機器の録音モードには、高音質・標準・倍速・長時間などと呼ばれるものがあります。
会議やインタビューなど、人の会話を録音するときに、
この録音モードは何を選べばよいのでしょうか。
これは、すばり、高音質
もしくは標準が会話録音に向いています。
録音した音質が機器の性能に大きく左右されるのは、もうご存じのことだと思います。
これに加えて録音モードによっても、録音の質は変わります。
いい音質で録音できたり、やや質を落として容量を小さくしたりすることができるようになっています。
機器によって多少の違いはありますが、容量を小さくして「圧縮」すればするほど、
音質が落ち、ノイズも増えていきます。
音質にこだわらなければ小さくコンパクトにして、長時間の録音も可能になります。
さて、この「圧縮」にはどんな形のものがあるのでしょう。
カセットの2倍速や3倍速
マイクロカセットの標準と2倍速
MDの長時間モード(LP)
ICレコーダー、音声ファイルの長時間モード
これらはみんな圧縮したものです。
ぎゅっと小さくした形です。
「圧縮」されると小さくて便利。
でも、音を刻み込む幅が小さいので、音域が小さくなり、ノイズも増幅してしまいます。
小さな声は拾えない、語尾が聞き取れない、再生速度を遅くすると割れるという状態になります。
マイクロカセットはもともとの形が非常にコンパクトにできており、2倍速だけでなく標準も圧縮される形になっています。

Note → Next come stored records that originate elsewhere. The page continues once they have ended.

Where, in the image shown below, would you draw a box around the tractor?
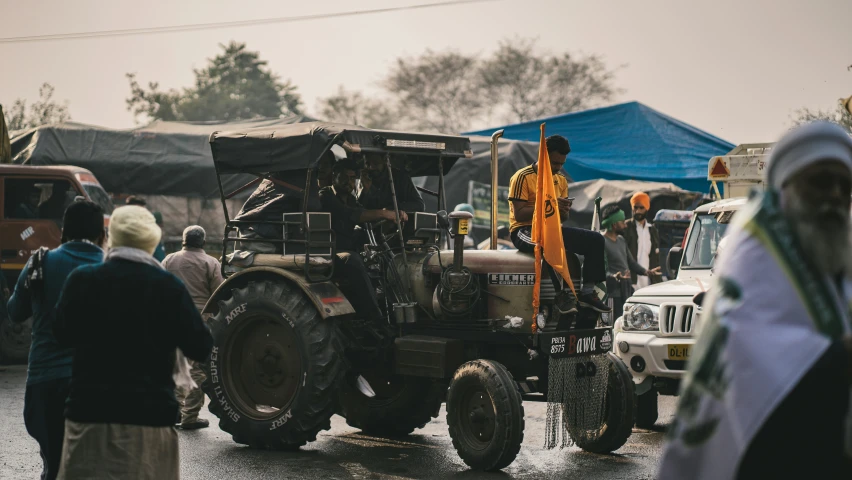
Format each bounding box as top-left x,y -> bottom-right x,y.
202,122 -> 634,471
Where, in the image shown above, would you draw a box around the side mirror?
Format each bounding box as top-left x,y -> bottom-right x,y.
666,247 -> 683,278
437,210 -> 450,230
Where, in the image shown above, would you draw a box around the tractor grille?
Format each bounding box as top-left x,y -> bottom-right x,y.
660,303 -> 695,335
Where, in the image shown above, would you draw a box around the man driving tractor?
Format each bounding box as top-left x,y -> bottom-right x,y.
509,135 -> 610,313
319,159 -> 408,324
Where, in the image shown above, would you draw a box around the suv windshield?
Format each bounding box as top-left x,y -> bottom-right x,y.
83,183 -> 115,215
682,213 -> 728,269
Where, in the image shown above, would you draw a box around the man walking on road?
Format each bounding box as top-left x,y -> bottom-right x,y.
8,200 -> 104,479
601,205 -> 660,318
163,225 -> 225,430
621,192 -> 660,289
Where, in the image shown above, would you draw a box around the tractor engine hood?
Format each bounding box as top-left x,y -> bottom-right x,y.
427,250 -> 535,274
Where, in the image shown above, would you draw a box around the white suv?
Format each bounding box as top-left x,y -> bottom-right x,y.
614,198 -> 746,428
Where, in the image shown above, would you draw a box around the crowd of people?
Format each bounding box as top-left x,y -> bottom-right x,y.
7,193 -> 223,479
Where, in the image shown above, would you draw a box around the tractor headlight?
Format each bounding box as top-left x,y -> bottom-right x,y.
622,303 -> 660,332
535,305 -> 550,330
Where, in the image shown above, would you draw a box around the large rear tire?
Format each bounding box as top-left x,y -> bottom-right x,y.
568,353 -> 635,453
0,315 -> 33,364
340,372 -> 447,437
202,281 -> 346,450
447,360 -> 524,471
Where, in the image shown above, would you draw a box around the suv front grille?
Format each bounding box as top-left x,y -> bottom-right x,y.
660,303 -> 695,335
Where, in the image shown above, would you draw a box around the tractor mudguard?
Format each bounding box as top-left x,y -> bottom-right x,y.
201,267 -> 355,318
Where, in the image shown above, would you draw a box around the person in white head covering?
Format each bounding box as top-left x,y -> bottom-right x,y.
163,225 -> 225,430
659,122 -> 852,480
55,206 -> 213,480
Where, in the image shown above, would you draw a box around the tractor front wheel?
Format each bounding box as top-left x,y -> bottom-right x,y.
447,360 -> 524,471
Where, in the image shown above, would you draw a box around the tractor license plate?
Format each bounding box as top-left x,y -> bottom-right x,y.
539,328 -> 612,358
458,218 -> 468,235
669,345 -> 691,360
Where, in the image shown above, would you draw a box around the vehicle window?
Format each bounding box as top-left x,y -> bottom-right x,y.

小さいカセットテープですから、これは致し方ないですね。
というわけで、
圧縮するとコンパクトで持ち運びやすいし、長時間の録音ができるし、管理もしやすくなりますが、
音質は確実に落ちるということになります。
あまりに音質が落ちてしまっては本来の役目を果たせないことにもなりかねません。
人間の会話をできるだけ完全に拾おうと思うなら、
どの機器の場合も長時間モードや倍速ではなく、
高音質もしくは標準で録音することが望ましい ! でしょう。